The [museum] auditorium holds 258. So by the time the inductees, their guests, the past honorees and the VIP people from Sacramento [got their seats], there were very few available. We want more exposure to the people of Sacramento. We want them to enjoy this as much as all of us have. Plain and simple, that’s why we went [to Memorial Auditorium].

I don’t know what the look of the event will be, but I will tell you that if you’re willing to attend this event, it will change your life to be in the company of people who dreamed so big. Like when Steve Jobs got [his Hall of Fame medal in 2007], I felt an energy in the room. He changed the world, and he was a Californian all the way. So if you come to the ceremony, you will leave inspired and moved because you will see and hopefully meet people who have affected you personally. That’s how I feel every year. I leave walking on air.

And as always, this year’s inductees, which include The Beach Boys, Magic Johnson, Carlos Santana, Buzz Aldrin and Amy Tan, are an inspiring bunch. Any in particular that you’re looking forward to meeting?
I’ve had the pleasure of meeting some of these people just by the nature of the life that my husband leads. We [know] Buzz and I’ve met Mr. Johnson before. I know a fun fact about The Beach Boys, which is that their first live recording was done in December [almost] 50 years ago in that very [Memorial] Auditorium. It gives me the chills.

Personally, I tend to gravitate toward the sciences. I’m truly fascinated by medical people. I love the fact that [Nobel Prize-winning molecular biologist] Elizabeth Blackburn is on [the list].

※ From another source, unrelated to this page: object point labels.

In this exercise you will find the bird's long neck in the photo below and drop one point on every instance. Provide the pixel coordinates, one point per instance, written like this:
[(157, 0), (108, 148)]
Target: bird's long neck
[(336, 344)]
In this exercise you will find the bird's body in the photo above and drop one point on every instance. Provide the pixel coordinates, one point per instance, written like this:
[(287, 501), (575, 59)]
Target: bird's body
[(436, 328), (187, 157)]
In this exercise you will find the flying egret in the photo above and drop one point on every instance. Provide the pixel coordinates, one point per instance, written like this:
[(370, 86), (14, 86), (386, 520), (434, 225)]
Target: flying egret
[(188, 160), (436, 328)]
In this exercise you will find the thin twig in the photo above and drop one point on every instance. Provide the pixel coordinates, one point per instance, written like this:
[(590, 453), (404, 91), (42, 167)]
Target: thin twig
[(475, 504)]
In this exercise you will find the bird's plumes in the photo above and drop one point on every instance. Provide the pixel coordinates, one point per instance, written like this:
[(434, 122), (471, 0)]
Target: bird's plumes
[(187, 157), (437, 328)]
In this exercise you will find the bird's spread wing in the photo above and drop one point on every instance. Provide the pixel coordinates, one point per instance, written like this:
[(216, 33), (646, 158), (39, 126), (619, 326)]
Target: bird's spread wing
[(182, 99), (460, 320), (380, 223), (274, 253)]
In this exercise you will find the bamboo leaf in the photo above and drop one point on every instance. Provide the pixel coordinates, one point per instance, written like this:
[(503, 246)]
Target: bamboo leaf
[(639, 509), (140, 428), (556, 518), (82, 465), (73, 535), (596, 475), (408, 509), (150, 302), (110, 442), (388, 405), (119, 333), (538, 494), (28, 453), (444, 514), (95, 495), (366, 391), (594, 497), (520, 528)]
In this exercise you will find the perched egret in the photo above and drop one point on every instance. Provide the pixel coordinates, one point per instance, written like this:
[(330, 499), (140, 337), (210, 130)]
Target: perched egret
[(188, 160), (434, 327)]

For people who can’t make it to the ceremony or catch it on Comcast that night, the Hall of Fame exhibit will be at the museum for a year starting on Dec. 9. Can you tell us a little about it?
The exhibit will be the first and only thing you’ll see when you walk in, and it will take your breath away to see [the images of] these amazing Californians. We will have some cool artifacts, like Carlos Santana’s guitar. [Other expected artifacts include Aldrin’s spacesuit and gloves worn on the historic Apollo 11 moon mission; Dr. Blackburn’s Nobel Prize; Magic Johnson’s championship rings; and The Beach Boys’ concert posters for the 1964 show at Memorial Auditorium that spawned the band’s first live album.]

Looking even further ahead, how do you see the museum growing and changing in the years to come?
I actually thought about that today. I don’t want to sound cliché, but I thought, “It’s so wonderful that there will be a day when people won’t remember it not being a great institution of California.” We are past the infancy stages. Now we are a toddler and about to grow into a firmly rooted adult. The Hall of Fame helps put the museum on the map. I have faith that I will be able to tell my grandkids, “Did you know that there wasn’t a museum like this when Grandma was growing up? Our state didn’t have a museum like this and I got to be part of the group that helped get it going.”

When I first got on the board, we looked at [constructing] a new building [currently the museum is housed in the California Secretary of State complex], but people don’t have the money [right now] and we need to firm up who we are. All we can pray for is improving.

And when the time comes, wouldn’t it be incredible if Frank Gehry, a past Hall of Fame inductee, designed that new museum?
Oh, it would be amazing. With a huge permanent Steve Jobs exhibit welcoming you. We’ve got big dreams.